Michael Nasello

Data Scientist, Machine Learning Practitioner



About Me


I am a passionate learner who enjoys developing new skills and leveraging them to solve challenging problems. To me, nothing is more exciting than struggling through a problem and finding that breakthrough solution. While studying Mechatronics Engineering at the University of Waterloo, I have been presented with countless opportunities to do so. Collaborations with classmates has introduced me to several interesting areas, including Machine Learning.

Outside of the classroom, I use my time to develop as a Machine Learning practitioner. By watching video lectures, reading books/articles, and completing several side-projects, I have grown a valuable knowledge base in the area. During internships, I employ my skill set to tackle complex and interesting problems.

In my free time I enjoy weight lifting, running, golf, and soccer.

Work Experience



Data Scientist

May 2022 - August 2022 Toronto, ON

Employer Evaluation: OUTSTANDING

During my time at Intact’s Data Lab on the Speech Analytics Claims team, I worked on the first implementation of a Reason-of-Call model. This system, at scale, ingests recordings of conversations between customers and our Adjustors, transcribes the dialogue to text, and maps the text to one of many Reason-of-Call labels characterizing the primary purpose of the call.

By understanding the purpose of calls along with other key statistics and trends at our call-centers, we can identify and remove pain points to reduce the time our Adjustors spend on the phone. Our business team projects this will lead to an estimated 2 million dollars in reduced operational expenses over the next three years.

My specific contributions range from data and modelling experiments to the implementation of Data Science best-practices to the ideation of business use-cases. I developed Active Learning strategies to make more efficient use of the limited access to annotators, tested several architectures of our RoBERTa model’s classification head, added K-fold Cross Validation to training scripts, performed hyper-parameter tuning, built a GUI that connects to MLflow for rapid model error analysis, etc.

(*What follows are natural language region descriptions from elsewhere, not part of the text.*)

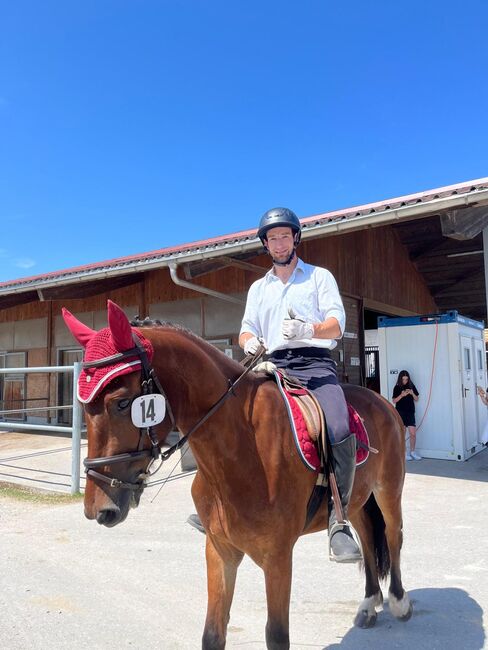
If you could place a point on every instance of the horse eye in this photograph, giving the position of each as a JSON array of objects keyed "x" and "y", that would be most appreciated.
[{"x": 123, "y": 404}]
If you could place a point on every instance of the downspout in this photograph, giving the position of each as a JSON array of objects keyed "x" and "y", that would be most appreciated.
[{"x": 173, "y": 269}]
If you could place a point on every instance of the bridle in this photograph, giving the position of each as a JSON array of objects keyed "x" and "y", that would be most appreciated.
[{"x": 149, "y": 384}]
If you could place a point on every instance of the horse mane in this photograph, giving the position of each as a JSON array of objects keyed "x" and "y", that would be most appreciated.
[{"x": 228, "y": 365}]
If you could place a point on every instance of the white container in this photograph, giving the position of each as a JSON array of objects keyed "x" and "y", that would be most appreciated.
[{"x": 445, "y": 357}]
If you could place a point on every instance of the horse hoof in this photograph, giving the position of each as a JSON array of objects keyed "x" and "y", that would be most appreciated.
[
  {"x": 364, "y": 619},
  {"x": 408, "y": 615},
  {"x": 400, "y": 608}
]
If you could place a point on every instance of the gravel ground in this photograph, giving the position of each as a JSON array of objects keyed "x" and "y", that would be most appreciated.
[{"x": 67, "y": 582}]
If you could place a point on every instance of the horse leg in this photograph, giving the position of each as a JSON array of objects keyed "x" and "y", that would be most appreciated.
[
  {"x": 222, "y": 563},
  {"x": 373, "y": 597},
  {"x": 398, "y": 600},
  {"x": 277, "y": 572}
]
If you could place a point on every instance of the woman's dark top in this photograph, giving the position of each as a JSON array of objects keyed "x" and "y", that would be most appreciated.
[{"x": 405, "y": 406}]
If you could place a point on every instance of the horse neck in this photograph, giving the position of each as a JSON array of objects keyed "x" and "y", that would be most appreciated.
[{"x": 193, "y": 376}]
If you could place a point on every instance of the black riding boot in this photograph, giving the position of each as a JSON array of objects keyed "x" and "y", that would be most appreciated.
[
  {"x": 194, "y": 520},
  {"x": 343, "y": 546}
]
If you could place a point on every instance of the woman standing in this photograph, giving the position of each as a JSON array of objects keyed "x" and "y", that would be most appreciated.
[
  {"x": 484, "y": 398},
  {"x": 405, "y": 394}
]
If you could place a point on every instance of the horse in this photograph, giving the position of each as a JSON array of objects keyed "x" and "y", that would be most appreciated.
[{"x": 251, "y": 489}]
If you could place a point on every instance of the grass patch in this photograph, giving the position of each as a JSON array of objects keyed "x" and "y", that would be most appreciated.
[{"x": 21, "y": 493}]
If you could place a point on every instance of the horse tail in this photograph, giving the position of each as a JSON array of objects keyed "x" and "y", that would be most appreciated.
[{"x": 382, "y": 554}]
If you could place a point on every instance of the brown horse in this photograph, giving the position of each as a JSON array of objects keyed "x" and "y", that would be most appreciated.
[{"x": 251, "y": 489}]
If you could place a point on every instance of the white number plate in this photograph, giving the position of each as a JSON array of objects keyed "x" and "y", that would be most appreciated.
[{"x": 148, "y": 410}]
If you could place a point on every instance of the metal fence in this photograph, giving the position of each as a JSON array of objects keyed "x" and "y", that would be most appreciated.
[{"x": 74, "y": 429}]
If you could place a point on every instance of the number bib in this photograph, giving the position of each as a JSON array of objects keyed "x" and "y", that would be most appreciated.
[{"x": 148, "y": 410}]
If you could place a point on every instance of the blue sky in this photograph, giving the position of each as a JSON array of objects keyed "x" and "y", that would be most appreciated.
[{"x": 128, "y": 126}]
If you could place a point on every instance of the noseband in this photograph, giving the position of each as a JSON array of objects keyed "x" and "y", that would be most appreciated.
[{"x": 149, "y": 383}]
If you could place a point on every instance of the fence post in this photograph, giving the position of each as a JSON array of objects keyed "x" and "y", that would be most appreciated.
[{"x": 76, "y": 432}]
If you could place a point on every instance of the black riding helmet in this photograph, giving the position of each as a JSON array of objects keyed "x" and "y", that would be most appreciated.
[{"x": 279, "y": 217}]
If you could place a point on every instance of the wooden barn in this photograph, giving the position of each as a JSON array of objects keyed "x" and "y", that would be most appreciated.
[{"x": 416, "y": 254}]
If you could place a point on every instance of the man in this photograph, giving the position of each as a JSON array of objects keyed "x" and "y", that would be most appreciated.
[{"x": 297, "y": 312}]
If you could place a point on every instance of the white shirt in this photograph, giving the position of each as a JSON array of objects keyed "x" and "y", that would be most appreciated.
[{"x": 311, "y": 292}]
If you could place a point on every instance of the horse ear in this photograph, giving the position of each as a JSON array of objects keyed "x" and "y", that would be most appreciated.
[
  {"x": 119, "y": 327},
  {"x": 80, "y": 331}
]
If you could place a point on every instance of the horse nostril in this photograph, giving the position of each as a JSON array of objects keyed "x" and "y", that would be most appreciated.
[{"x": 108, "y": 516}]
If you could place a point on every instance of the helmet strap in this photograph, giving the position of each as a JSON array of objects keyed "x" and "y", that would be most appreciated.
[{"x": 287, "y": 262}]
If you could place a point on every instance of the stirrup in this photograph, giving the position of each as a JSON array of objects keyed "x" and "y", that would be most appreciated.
[{"x": 353, "y": 555}]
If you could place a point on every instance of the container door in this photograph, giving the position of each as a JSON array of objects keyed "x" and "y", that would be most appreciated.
[
  {"x": 479, "y": 356},
  {"x": 468, "y": 388}
]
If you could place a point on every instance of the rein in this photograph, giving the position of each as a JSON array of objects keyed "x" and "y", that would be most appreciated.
[{"x": 149, "y": 378}]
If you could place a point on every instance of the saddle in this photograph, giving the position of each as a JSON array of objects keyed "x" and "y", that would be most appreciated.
[
  {"x": 307, "y": 418},
  {"x": 309, "y": 429}
]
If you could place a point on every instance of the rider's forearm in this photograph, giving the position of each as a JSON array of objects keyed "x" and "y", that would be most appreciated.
[
  {"x": 327, "y": 329},
  {"x": 244, "y": 338}
]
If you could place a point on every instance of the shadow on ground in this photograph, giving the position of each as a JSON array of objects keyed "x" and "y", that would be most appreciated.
[{"x": 447, "y": 619}]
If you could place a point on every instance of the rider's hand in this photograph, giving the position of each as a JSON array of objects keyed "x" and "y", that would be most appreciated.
[
  {"x": 252, "y": 345},
  {"x": 295, "y": 328}
]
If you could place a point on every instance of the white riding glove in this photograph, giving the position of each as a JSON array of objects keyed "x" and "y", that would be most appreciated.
[
  {"x": 252, "y": 345},
  {"x": 295, "y": 328}
]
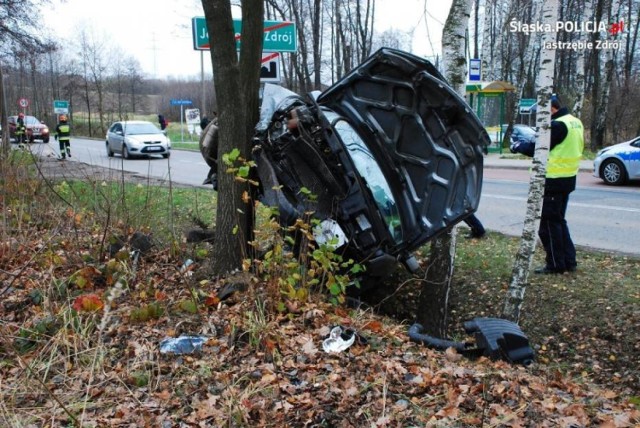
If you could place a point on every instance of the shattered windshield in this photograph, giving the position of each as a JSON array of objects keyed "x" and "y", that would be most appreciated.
[
  {"x": 370, "y": 171},
  {"x": 141, "y": 128}
]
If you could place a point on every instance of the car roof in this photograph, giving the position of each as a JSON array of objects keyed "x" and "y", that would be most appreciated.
[{"x": 133, "y": 122}]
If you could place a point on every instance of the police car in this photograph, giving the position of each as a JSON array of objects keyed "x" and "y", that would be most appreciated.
[{"x": 618, "y": 163}]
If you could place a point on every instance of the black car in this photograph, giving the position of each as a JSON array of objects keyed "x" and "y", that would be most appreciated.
[{"x": 392, "y": 153}]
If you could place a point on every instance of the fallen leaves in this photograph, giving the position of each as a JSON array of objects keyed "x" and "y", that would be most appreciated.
[{"x": 88, "y": 303}]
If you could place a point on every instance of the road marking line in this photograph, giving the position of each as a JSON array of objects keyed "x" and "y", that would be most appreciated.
[{"x": 574, "y": 204}]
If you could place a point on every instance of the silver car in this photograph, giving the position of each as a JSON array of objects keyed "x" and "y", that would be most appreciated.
[
  {"x": 137, "y": 138},
  {"x": 618, "y": 163}
]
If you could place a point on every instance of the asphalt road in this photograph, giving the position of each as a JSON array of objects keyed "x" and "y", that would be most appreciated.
[{"x": 599, "y": 216}]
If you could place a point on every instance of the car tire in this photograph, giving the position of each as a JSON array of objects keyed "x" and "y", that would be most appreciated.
[{"x": 612, "y": 172}]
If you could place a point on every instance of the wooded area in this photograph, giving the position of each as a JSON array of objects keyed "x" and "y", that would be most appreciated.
[{"x": 103, "y": 81}]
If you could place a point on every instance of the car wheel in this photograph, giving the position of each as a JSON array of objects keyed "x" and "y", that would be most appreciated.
[{"x": 612, "y": 172}]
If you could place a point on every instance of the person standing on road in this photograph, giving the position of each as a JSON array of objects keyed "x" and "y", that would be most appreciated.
[
  {"x": 63, "y": 136},
  {"x": 21, "y": 130},
  {"x": 567, "y": 144}
]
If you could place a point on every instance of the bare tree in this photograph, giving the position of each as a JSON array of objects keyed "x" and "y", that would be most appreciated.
[
  {"x": 434, "y": 296},
  {"x": 544, "y": 86},
  {"x": 236, "y": 83},
  {"x": 17, "y": 38}
]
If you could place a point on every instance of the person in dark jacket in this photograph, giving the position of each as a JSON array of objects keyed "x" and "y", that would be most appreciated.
[
  {"x": 567, "y": 144},
  {"x": 63, "y": 136},
  {"x": 21, "y": 129}
]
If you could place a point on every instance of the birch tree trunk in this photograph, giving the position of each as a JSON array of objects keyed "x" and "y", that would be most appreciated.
[
  {"x": 487, "y": 41},
  {"x": 602, "y": 98},
  {"x": 434, "y": 298},
  {"x": 581, "y": 81},
  {"x": 237, "y": 83},
  {"x": 544, "y": 89}
]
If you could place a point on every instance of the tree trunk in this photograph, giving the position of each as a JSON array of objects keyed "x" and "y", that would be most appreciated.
[
  {"x": 434, "y": 297},
  {"x": 544, "y": 89},
  {"x": 580, "y": 80},
  {"x": 4, "y": 137},
  {"x": 237, "y": 84},
  {"x": 601, "y": 99}
]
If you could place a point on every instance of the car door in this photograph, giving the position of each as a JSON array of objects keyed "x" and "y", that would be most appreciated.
[
  {"x": 633, "y": 161},
  {"x": 425, "y": 138}
]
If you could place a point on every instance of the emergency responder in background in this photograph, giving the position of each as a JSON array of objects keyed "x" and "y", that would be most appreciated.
[
  {"x": 63, "y": 136},
  {"x": 21, "y": 130},
  {"x": 567, "y": 144}
]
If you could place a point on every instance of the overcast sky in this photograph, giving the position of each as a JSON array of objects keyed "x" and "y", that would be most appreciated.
[{"x": 158, "y": 32}]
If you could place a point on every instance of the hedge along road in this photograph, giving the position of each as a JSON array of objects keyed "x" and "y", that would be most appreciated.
[{"x": 599, "y": 216}]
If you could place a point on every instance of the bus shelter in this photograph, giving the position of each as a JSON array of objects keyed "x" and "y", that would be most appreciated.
[{"x": 488, "y": 99}]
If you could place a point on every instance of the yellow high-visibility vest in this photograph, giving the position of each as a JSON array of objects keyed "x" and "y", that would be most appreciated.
[{"x": 564, "y": 159}]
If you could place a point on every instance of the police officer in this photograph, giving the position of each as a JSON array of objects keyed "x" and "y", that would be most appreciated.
[
  {"x": 567, "y": 144},
  {"x": 63, "y": 136},
  {"x": 21, "y": 129}
]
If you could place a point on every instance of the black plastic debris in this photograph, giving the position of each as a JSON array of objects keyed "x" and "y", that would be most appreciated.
[
  {"x": 495, "y": 338},
  {"x": 501, "y": 339},
  {"x": 182, "y": 344}
]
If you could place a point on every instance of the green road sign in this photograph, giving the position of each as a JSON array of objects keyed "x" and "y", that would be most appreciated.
[
  {"x": 279, "y": 36},
  {"x": 526, "y": 104},
  {"x": 61, "y": 107}
]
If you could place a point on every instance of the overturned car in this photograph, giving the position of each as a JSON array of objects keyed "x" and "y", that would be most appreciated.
[{"x": 392, "y": 154}]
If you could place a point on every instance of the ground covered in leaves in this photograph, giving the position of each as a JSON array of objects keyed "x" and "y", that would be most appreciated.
[{"x": 83, "y": 317}]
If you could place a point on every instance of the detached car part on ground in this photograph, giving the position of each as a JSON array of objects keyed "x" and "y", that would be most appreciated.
[{"x": 393, "y": 156}]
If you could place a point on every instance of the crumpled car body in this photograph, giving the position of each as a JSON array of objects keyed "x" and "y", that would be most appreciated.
[{"x": 387, "y": 158}]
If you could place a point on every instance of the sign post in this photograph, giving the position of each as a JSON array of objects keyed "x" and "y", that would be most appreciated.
[
  {"x": 23, "y": 103},
  {"x": 181, "y": 103},
  {"x": 270, "y": 67},
  {"x": 279, "y": 36},
  {"x": 474, "y": 70},
  {"x": 61, "y": 107}
]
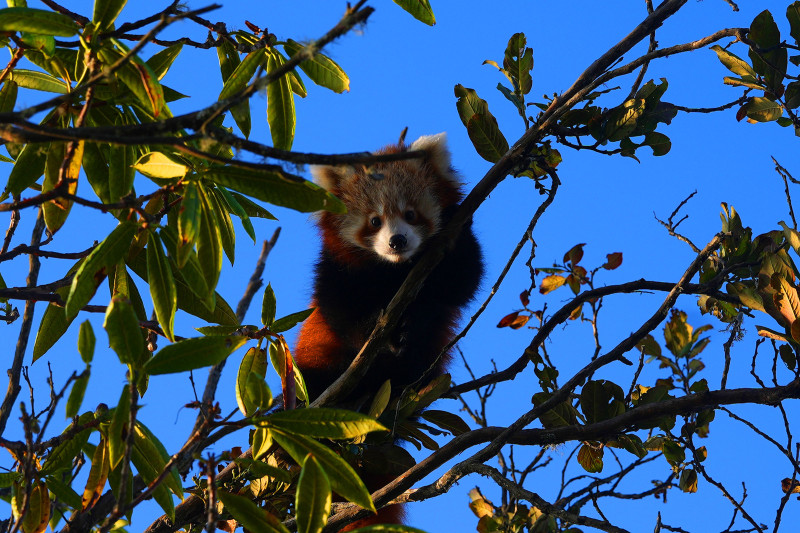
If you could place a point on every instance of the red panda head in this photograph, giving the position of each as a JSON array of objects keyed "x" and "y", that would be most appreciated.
[{"x": 392, "y": 208}]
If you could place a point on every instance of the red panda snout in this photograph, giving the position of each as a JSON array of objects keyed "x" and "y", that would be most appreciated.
[{"x": 397, "y": 240}]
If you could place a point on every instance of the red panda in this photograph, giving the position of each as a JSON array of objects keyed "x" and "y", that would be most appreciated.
[{"x": 393, "y": 210}]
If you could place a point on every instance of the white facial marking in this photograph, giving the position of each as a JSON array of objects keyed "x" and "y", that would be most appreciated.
[{"x": 406, "y": 240}]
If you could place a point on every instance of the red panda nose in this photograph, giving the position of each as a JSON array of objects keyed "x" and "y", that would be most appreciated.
[{"x": 398, "y": 242}]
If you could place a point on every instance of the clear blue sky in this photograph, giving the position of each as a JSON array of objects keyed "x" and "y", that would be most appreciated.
[{"x": 402, "y": 74}]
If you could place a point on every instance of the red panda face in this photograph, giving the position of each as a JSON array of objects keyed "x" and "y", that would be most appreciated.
[{"x": 392, "y": 208}]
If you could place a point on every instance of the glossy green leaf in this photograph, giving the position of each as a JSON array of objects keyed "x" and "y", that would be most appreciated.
[
  {"x": 323, "y": 423},
  {"x": 289, "y": 321},
  {"x": 160, "y": 166},
  {"x": 321, "y": 69},
  {"x": 250, "y": 515},
  {"x": 419, "y": 9},
  {"x": 61, "y": 457},
  {"x": 147, "y": 457},
  {"x": 251, "y": 208},
  {"x": 591, "y": 458},
  {"x": 121, "y": 173},
  {"x": 235, "y": 208},
  {"x": 118, "y": 429},
  {"x": 136, "y": 75},
  {"x": 248, "y": 395},
  {"x": 242, "y": 74},
  {"x": 280, "y": 106},
  {"x": 8, "y": 97},
  {"x": 278, "y": 189},
  {"x": 771, "y": 60},
  {"x": 28, "y": 167},
  {"x": 481, "y": 125},
  {"x": 268, "y": 306},
  {"x": 313, "y": 497},
  {"x": 344, "y": 481},
  {"x": 761, "y": 109},
  {"x": 733, "y": 62},
  {"x": 75, "y": 398},
  {"x": 124, "y": 334},
  {"x": 193, "y": 353},
  {"x": 18, "y": 19},
  {"x": 793, "y": 15},
  {"x": 95, "y": 166},
  {"x": 209, "y": 241},
  {"x": 106, "y": 12},
  {"x": 162, "y": 285},
  {"x": 189, "y": 216},
  {"x": 57, "y": 210},
  {"x": 162, "y": 60},
  {"x": 86, "y": 342},
  {"x": 38, "y": 81},
  {"x": 98, "y": 264},
  {"x": 518, "y": 62}
]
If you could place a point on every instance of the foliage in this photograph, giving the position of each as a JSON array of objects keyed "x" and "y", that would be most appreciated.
[{"x": 170, "y": 186}]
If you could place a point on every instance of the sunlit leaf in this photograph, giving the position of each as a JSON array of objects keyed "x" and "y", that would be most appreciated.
[
  {"x": 18, "y": 19},
  {"x": 193, "y": 353},
  {"x": 321, "y": 69}
]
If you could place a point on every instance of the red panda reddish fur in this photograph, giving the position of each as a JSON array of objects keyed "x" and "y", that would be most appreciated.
[{"x": 393, "y": 211}]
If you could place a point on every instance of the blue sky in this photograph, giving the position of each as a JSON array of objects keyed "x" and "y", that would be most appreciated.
[{"x": 402, "y": 74}]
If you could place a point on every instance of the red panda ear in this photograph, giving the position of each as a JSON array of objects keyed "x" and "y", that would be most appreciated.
[
  {"x": 438, "y": 155},
  {"x": 331, "y": 178}
]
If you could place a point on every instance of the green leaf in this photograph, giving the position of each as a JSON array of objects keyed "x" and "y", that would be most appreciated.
[
  {"x": 161, "y": 61},
  {"x": 419, "y": 9},
  {"x": 481, "y": 125},
  {"x": 733, "y": 62},
  {"x": 98, "y": 264},
  {"x": 268, "y": 306},
  {"x": 280, "y": 106},
  {"x": 248, "y": 395},
  {"x": 189, "y": 217},
  {"x": 57, "y": 210},
  {"x": 160, "y": 166},
  {"x": 289, "y": 321},
  {"x": 320, "y": 68},
  {"x": 8, "y": 97},
  {"x": 38, "y": 81},
  {"x": 250, "y": 515},
  {"x": 793, "y": 14},
  {"x": 118, "y": 429},
  {"x": 322, "y": 423},
  {"x": 241, "y": 76},
  {"x": 86, "y": 342},
  {"x": 659, "y": 142},
  {"x": 124, "y": 334},
  {"x": 28, "y": 167},
  {"x": 344, "y": 481},
  {"x": 590, "y": 457},
  {"x": 761, "y": 109},
  {"x": 37, "y": 21},
  {"x": 276, "y": 188},
  {"x": 106, "y": 12},
  {"x": 150, "y": 458},
  {"x": 162, "y": 285},
  {"x": 313, "y": 497},
  {"x": 193, "y": 353},
  {"x": 136, "y": 75},
  {"x": 518, "y": 62},
  {"x": 771, "y": 62},
  {"x": 75, "y": 398},
  {"x": 209, "y": 241}
]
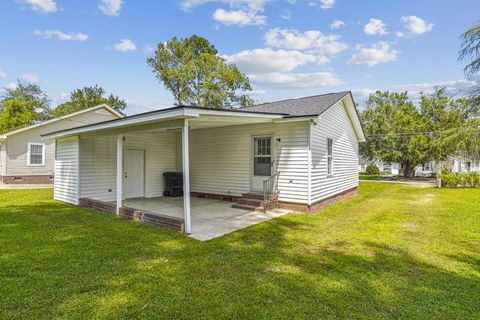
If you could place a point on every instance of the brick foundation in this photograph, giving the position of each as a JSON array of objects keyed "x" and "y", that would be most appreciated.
[
  {"x": 135, "y": 214},
  {"x": 320, "y": 204},
  {"x": 30, "y": 179}
]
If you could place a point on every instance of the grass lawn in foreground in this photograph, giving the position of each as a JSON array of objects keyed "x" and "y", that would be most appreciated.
[{"x": 392, "y": 252}]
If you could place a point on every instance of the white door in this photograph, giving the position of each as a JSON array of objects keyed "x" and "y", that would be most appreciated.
[
  {"x": 262, "y": 161},
  {"x": 134, "y": 173}
]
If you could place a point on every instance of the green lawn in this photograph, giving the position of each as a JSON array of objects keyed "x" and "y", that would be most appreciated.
[{"x": 393, "y": 252}]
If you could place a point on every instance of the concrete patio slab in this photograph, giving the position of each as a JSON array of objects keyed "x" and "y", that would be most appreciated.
[
  {"x": 210, "y": 218},
  {"x": 4, "y": 186}
]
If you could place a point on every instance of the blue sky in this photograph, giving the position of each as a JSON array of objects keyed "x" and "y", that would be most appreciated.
[{"x": 288, "y": 48}]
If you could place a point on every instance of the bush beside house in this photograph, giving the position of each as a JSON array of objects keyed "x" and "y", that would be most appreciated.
[
  {"x": 372, "y": 170},
  {"x": 459, "y": 179}
]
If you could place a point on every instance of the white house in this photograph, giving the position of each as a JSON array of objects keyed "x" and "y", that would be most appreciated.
[
  {"x": 298, "y": 154},
  {"x": 26, "y": 158}
]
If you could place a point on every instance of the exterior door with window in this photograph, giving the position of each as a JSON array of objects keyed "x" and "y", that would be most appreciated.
[
  {"x": 134, "y": 174},
  {"x": 262, "y": 161}
]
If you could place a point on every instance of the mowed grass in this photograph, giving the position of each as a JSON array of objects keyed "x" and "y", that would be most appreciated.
[{"x": 392, "y": 252}]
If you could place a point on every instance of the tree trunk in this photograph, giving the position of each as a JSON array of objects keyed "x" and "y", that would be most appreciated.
[{"x": 408, "y": 170}]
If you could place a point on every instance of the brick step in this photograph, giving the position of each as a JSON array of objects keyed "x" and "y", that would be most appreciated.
[
  {"x": 247, "y": 207},
  {"x": 250, "y": 201},
  {"x": 253, "y": 195}
]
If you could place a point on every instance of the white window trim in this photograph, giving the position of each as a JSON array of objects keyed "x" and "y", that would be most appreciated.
[
  {"x": 43, "y": 154},
  {"x": 330, "y": 156}
]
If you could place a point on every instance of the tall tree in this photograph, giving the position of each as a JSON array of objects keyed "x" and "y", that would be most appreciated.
[
  {"x": 398, "y": 131},
  {"x": 88, "y": 97},
  {"x": 25, "y": 105},
  {"x": 193, "y": 71}
]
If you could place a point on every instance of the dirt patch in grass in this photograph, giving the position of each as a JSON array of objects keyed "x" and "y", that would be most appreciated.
[
  {"x": 424, "y": 199},
  {"x": 410, "y": 226}
]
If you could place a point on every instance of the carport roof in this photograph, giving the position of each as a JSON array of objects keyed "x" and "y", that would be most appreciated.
[{"x": 307, "y": 107}]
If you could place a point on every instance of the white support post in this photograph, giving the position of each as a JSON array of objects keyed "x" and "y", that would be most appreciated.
[
  {"x": 119, "y": 172},
  {"x": 186, "y": 179}
]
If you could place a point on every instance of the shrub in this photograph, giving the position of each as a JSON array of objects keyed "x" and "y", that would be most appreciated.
[
  {"x": 464, "y": 180},
  {"x": 372, "y": 170},
  {"x": 446, "y": 171}
]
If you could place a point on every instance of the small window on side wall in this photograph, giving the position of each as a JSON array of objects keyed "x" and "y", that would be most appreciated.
[
  {"x": 329, "y": 156},
  {"x": 36, "y": 154}
]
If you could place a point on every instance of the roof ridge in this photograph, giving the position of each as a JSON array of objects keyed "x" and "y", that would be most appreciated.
[{"x": 289, "y": 99}]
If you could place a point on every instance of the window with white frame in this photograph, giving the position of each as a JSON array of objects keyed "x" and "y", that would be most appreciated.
[
  {"x": 329, "y": 156},
  {"x": 36, "y": 154}
]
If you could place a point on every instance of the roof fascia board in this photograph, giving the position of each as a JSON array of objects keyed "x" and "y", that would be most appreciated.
[{"x": 125, "y": 122}]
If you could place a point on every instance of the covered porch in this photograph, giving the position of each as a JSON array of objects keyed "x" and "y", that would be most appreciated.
[{"x": 210, "y": 218}]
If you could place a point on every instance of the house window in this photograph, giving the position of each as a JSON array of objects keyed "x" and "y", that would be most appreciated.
[
  {"x": 36, "y": 154},
  {"x": 329, "y": 156}
]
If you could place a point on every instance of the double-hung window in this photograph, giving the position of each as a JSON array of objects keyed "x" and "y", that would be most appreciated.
[
  {"x": 329, "y": 156},
  {"x": 36, "y": 154}
]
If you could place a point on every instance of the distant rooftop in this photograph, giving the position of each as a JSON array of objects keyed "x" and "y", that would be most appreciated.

In addition to the above work, one notable effort I led was the application of text augmentation to our data during oversampling. Text augmentation will change wording without obstructing the proper flow of speech nor changing the underlying message. This is done via back translation, where text is translated to another language and back, and random replacement, where words are masked and replaced by a mask-fill model at random. This work is now used by other teams in the Data Lab.

Data Scientist

January 2022 - April 2022 Toronto, ON

Employer Evaluation: OUTSTANDING

During my time at Omnia, Deloitte’s AI practice, I developed both technical and consulting skills while working across sectors, clients, and types of work. Outside of technical work, I contributed to Work Proposals, Statement-of-Works, and client-facing presentations.

A notable project I joined served one of Deloitte’s large public sector clients. This client maintains a public-facing inbox, with daily volumes sometimes reaching 1000 emails. My team recommended they leverage AI to relieve the stress of doing so manually. I built a proof-of-concept to illustrate how we could, at scale, identify high-quality sources of information to answer questions.

My approach was two-fold. Provided a question, perform a search of all ~5000 pages belonging to the client’s website. A question-answer language model projects both the user query and all text, scraped and cleaned, into a dense vector space for semantic search. All pages are ranked based on cosine similarity and strong matches to the question are returned. With this approach, the user is directed to potential answers before hitting send, and the client is saved a correspondence.

When the above approach fails, and the unanswered question arrives at the inbox, a search of all past correspondences is executed. Our hypothesis is: for past questions that are semantically similar, their responses contain valuable information and provide a templated response. We leverage a question-answer language model to generate embeddings of the query and all past emails. Since the search space is large, we filter the field of candidates via a k-means clustering algorithm. It then becomes feasible to rank the remaining candidates, via cosine similarity, and present the results.

This system has the ability to greatly lessen the burden of maintaining the client’s inbox by reducing the number of correspondences received, automatically identifying relevant information, and drafting template responses.

Applied Machine Learning Intern

May 2021 - August 2021 Toronto, ON (Remote)

Employer Evaluation: EXCELLENT

During my time at the Vector Institute, I worked on the AI Engineering and Technology team. The majority of my time was dedicated to Project Pensive, a new initiative aiming to combat some of social media's biggest problems.

On social media platforms, Recommender Systems are responsible for generating feeds based on user preferences. Unfortunately, at times, current implementations can suggest content that is uncivil, polarizing, and disengaging. Project Pensive builds a tool leveraging Machine Learning and Natural Language Processing to generate more thoughtful (pensive) recommendations.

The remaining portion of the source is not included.